Cambios en la visión durante el tercer trimestre de embarazo

El embarazo es una etapa de transformación profunda en el cuerpo de la mujer. Durante estos meses, el organismo se adapta para dar vida, lo que implica cambios físicos, hormonales y emocionales que afectan a múltiples sistemas, incluida la salud ocular. Es frecuente que las mujeres experimenten variaciones visuales que antes no existían o que su visión empeore de forma temporal.

Especialmente durante el tercer trimestre, la acumulación de líquidos y los ajustes hormonales pueden influir notablemente en cómo percibimos el entorno. Aunque la mayoría de estas alteraciones son leves y transitorias, es fundamental saber distinguirlas de posibles complicaciones gestacionales.

Esquema infográfico que ilustra los cambios oculares comunes (sequedad, visión borrosa, cambios en la graduación) y los factores hormonales que los provocan.

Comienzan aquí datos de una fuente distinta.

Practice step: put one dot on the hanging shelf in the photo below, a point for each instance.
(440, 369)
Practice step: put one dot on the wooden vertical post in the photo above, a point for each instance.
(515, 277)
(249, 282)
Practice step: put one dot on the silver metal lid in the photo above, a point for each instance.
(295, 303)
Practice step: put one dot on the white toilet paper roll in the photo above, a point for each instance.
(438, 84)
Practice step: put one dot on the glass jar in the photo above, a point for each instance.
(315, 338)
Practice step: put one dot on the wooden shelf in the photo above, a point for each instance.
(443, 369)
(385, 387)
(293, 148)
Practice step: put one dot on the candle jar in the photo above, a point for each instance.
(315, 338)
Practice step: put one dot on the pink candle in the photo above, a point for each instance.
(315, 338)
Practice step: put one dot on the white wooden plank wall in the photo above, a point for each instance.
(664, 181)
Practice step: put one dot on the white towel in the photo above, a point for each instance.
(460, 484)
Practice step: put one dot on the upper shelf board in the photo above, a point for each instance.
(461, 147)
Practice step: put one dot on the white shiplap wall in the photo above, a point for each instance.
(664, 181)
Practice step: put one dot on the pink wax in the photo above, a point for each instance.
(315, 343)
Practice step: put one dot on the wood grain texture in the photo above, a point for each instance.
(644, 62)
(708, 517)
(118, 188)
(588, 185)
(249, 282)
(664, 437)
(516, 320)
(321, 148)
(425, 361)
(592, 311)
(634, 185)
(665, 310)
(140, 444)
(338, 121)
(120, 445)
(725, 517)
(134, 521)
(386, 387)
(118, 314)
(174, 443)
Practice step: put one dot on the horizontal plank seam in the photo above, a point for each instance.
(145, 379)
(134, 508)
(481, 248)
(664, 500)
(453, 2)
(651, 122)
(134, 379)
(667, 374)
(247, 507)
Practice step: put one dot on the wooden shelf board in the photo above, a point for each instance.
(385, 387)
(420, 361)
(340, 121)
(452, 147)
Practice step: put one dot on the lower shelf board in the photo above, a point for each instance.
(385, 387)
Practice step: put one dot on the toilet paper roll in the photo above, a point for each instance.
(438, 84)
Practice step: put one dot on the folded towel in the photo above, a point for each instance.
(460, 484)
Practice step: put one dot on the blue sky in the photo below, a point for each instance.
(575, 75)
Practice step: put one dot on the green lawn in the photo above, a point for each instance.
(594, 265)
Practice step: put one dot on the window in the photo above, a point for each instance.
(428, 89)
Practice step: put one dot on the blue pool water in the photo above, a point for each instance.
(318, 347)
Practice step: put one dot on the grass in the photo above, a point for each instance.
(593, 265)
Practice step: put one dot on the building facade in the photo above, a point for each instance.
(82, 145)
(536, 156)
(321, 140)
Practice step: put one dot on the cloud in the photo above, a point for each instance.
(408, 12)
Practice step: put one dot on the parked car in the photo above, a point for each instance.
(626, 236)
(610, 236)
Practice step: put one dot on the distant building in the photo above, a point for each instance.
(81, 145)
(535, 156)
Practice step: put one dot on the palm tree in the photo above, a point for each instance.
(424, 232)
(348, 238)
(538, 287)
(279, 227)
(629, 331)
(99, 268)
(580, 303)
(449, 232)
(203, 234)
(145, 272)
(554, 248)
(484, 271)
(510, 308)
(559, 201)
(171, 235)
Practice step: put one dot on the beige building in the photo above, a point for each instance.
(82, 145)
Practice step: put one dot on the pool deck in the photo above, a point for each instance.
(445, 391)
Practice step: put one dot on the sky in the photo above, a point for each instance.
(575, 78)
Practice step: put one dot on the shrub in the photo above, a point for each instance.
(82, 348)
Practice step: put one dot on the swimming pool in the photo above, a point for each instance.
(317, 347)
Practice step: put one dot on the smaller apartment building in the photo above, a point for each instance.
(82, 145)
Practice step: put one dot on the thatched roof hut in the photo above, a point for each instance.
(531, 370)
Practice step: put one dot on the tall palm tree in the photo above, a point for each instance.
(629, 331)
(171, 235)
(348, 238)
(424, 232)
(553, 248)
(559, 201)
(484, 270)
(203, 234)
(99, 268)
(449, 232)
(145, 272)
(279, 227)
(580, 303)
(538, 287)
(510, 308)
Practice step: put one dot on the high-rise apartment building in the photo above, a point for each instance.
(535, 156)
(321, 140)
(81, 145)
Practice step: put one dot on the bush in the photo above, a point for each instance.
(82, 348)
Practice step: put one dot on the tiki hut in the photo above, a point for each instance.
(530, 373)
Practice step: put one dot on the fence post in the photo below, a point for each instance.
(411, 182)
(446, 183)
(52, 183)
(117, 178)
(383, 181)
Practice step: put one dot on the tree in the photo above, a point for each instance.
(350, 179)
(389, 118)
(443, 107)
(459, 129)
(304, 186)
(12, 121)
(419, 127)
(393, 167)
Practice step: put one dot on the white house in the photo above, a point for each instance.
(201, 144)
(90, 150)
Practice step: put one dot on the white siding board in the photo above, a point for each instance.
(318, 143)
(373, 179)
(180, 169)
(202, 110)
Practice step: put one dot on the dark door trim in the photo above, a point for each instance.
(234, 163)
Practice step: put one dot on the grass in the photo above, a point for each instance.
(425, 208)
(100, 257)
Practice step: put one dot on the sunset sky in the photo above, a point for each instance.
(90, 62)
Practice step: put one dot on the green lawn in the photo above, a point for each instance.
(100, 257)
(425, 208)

Causas de las alteraciones visuales

Los cambios en la visión durante el embarazo se deben principalmente a varios factores fisiológicos:

  • Factores hormonales: El aumento de los niveles de estrógenos y progesterona interfiere en la vista. Los estrógenos pueden causar alteraciones en la córnea y la retina, provocando fotofobia y vista borrosa, mientras que la progesterona reduce la producción de lágrimas.
  • Retención de líquidos: Es un síntoma habitual que afecta a la córnea y al cristalino. La acumulación de fluidos en esta zona puede alterar el enfoque de la luz en el ojo.
  • Cambios en la presión intraocular: La presión interna del ojo disminuye notablemente durante el segundo y tercer trimestre de gestación.

Principales síntomas oculares

Sequedad de ojos

La sequedad ocular es uno de los problemas más frecuentes. Las alteraciones hormonales provocan una menor secreción de lágrimas, generando síntomas como:

  • Sensación de tener un cuerpo extraño dentro del ojo.
  • Picor, escozor y enrojecimiento.
  • Cansancio visual y mayor sensibilidad a la luz (fotofobia).

Vista borrosa y cambios de graduación

Muchas mujeres notan fluctuaciones en su graduación visual, lo que puede causar dificultad para enfocar. Esto suele aparecer tras el primer trimestre y tiende a desaparecer paulatinamente tras el parto. Por otro lado, un aumento del grosor y curvatura de la córnea debido a la retención de fluidos puede traducirse en un leve aumento de las dioptrías, especialmente en mujeres con miopía.

Tabla comparativa entre cambios oculares fisiológicos normales y síntomas de alarma que requieren atención médica urgente.

Cuando el cambio requiere atención médica

Si bien muchas molestias son pasajeras, existen situaciones que exigen un control estricto:

  • Preeclampsia: La visión borrosa puede ser un síntoma de esta complicación que cursa con hipertensión y pérdida de proteínas en la orina. Si se acompaña de dolor de cabeza, vómitos o mareos, se debe acudir al médico de inmediato.
  • Diabetes gestacional: Las mujeres con diabetes (gestacional o previa) deben realizarse exámenes de fondo de ojo. El embarazo puede acelerar la progresión de la retinopatía diabética, una patología que daña los vasos sanguíneos de la retina y que requiere seguimiento profesional para evitar daños permanentes.

Consejos para cuidar la salud visual

Para garantizar una experiencia cómoda y saludable durante el embarazo, se recomienda:

  1. Revisiones periódicas: Es conveniente realizar revisiones cada 3 meses. Si existen antecedentes de diabetes o hipertensión, la revisión debe ser mensual.
  2. Uso de gafas: Debido a los cambios en la curvatura de la córnea, la tolerancia a las lentillas disminuye. Se recomienda sustituirlas por gafas durante la gestación.
  3. Hidratación y nutrición: Beber mucha agua y consumir alimentos ricos en ácidos grasos omega-3 (como el salmón o las nueces) ayuda a combatir la sequedad.
  4. Higiene y protección: Mantener una buena higiene ocular, usar gafas de sol con protección UV y prevenir la fatiga visual al trabajar frente a pantallas.